Side note: MLK was heavily critical of capitalism so anyone from the right who tries to use him in any argument about structural inequality is using the past so selectively that their grasp on historical truths is questionable at best.
David Murray says
Chelsea, I’m afraid your analysis is just as radical as the kind of thing Hal worries about. I’m much more sympathetic to it, of course, but I do continue to worry about introducing kids to such a nearly unremittingly DARK view of this nation/world. Much to think about—and eventually much to write about, too. Thanks for weighing in.
What I’m saying is, people of color don’t have any choice but to live in that darkness (just think of how many Black children had to deal with the loss of loved ones as a result of police violence in the last year alone. You do have a choice. That is privilege. Until we surrender that privilege we are stuck in the past.
David Murray says
Chelsea, no one is going to surrender their privilege of happiness, to live in darkness. Remember the term “under-privileged”? Sounds hopelessly old-fashioned to us now that we only focus on the “over-privileged”? But working towards getting privilege for all is both more realistic and psychologically tenable than asking everyone else to “surrender” their privilege for their short stroke of life, a mission that reminds me of the blues player on the Simpsons who told Lisa that “You don’t play the blues to make yourself feel better, you play the blues to make other people feel worse.”

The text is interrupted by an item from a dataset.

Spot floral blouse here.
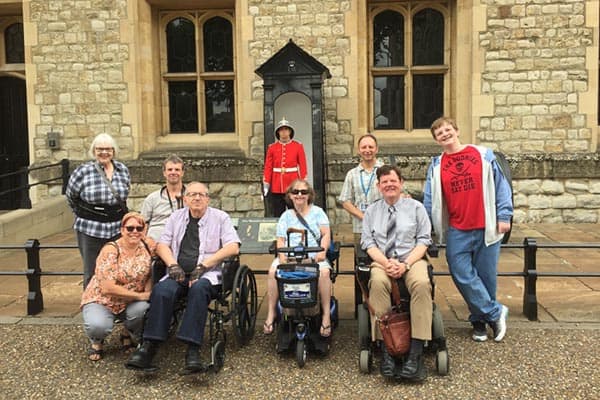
[81,237,156,314]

How do you sit easy with the “privilege of happiness” when it is contingent on the suffering of others? For many, happiness (or for me, contentment) comes in trying to raise the tide.
David Murray says
The answer is, I don’t sit easy with the privilege of happiness.
Aha! So you’re closer to my position than you think you are 😉
(And hugs to you, friend. These conversations just suck.)
David Murray says
Indeed—and hugs back—and more voices welcome here!